How Parlay Math Works
Parlay odds are calculated by multiplying the decimal odds of each leg. Three -110 legs (decimal 1.91 each) become 1.91 × 1.91 × 1.91 = 6.96, or roughly +596 in American odds.
Typical 2-leg parlay payouts:
- 2 legs at -110: ~+265
- 3 legs at -110: ~+595
- 4 legs at -110: ~+1228
- 5 legs at -110: ~+2435
Why the House Loves Parlays
Each leg carries its own ~4.5% house edge (the -110 vig). When you parlay them together, those edges compound. A 4-leg parlay has an effective house edge in the high teens or above; that’s why books promote them. Recreational bettors chase the big payout; the math is brutal.
Same-Game Parlay (SGP)
Many books now offer parlays of multiple markets within a single game (e.g., Packers ML + Jordan Love over 250 passing yards + Romeo Doubs anytime TD). Because the legs are correlated, the book uses adjusted pricing; generally not a +EV market for casual bettors.
When Parlays Can Make Sense
- Plus-money legs you actually like: Parlaying two +130 sides is fundamentally different from chasing six -110 favorites.
- Boosted parlays: Sportsbook promo parlays sometimes carry +EV. Read the terms.

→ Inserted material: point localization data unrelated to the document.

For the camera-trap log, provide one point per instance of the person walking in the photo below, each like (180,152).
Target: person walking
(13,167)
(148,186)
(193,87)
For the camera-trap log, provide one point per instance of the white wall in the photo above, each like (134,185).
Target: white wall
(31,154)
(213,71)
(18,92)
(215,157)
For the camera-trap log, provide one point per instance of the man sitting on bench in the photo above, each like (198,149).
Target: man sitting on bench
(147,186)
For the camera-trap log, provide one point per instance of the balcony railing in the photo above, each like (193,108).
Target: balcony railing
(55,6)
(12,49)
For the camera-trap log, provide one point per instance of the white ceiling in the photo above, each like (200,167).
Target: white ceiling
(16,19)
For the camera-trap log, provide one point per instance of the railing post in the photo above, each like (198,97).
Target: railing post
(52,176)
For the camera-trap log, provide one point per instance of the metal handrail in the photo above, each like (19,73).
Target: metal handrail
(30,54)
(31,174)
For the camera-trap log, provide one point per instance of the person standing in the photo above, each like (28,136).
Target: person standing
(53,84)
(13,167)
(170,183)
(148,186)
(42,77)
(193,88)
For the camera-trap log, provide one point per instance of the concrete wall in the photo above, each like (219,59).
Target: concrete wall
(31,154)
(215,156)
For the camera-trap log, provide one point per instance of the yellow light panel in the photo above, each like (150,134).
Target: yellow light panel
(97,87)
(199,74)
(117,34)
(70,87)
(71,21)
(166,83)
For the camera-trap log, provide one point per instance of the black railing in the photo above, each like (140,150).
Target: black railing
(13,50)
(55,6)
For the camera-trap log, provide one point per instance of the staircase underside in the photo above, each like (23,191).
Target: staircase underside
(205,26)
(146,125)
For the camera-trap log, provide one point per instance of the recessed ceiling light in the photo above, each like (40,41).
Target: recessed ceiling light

- Cards with high natural correlation: A UFC main-card parlay around a heavy favorite is the classic example.
What to Avoid
- Long parlays of -200+ chalk favorites; the implied probability is high but the compounded juice is worse than betting them individually.
- Parlays as a way to make a small bankroll feel like it has chase potential; that’s how the house wins.
Wisconsin Availability
Available at every WI retail sportsbook. UFC card parlays are particularly popular at Potawatomi on title-fight nights.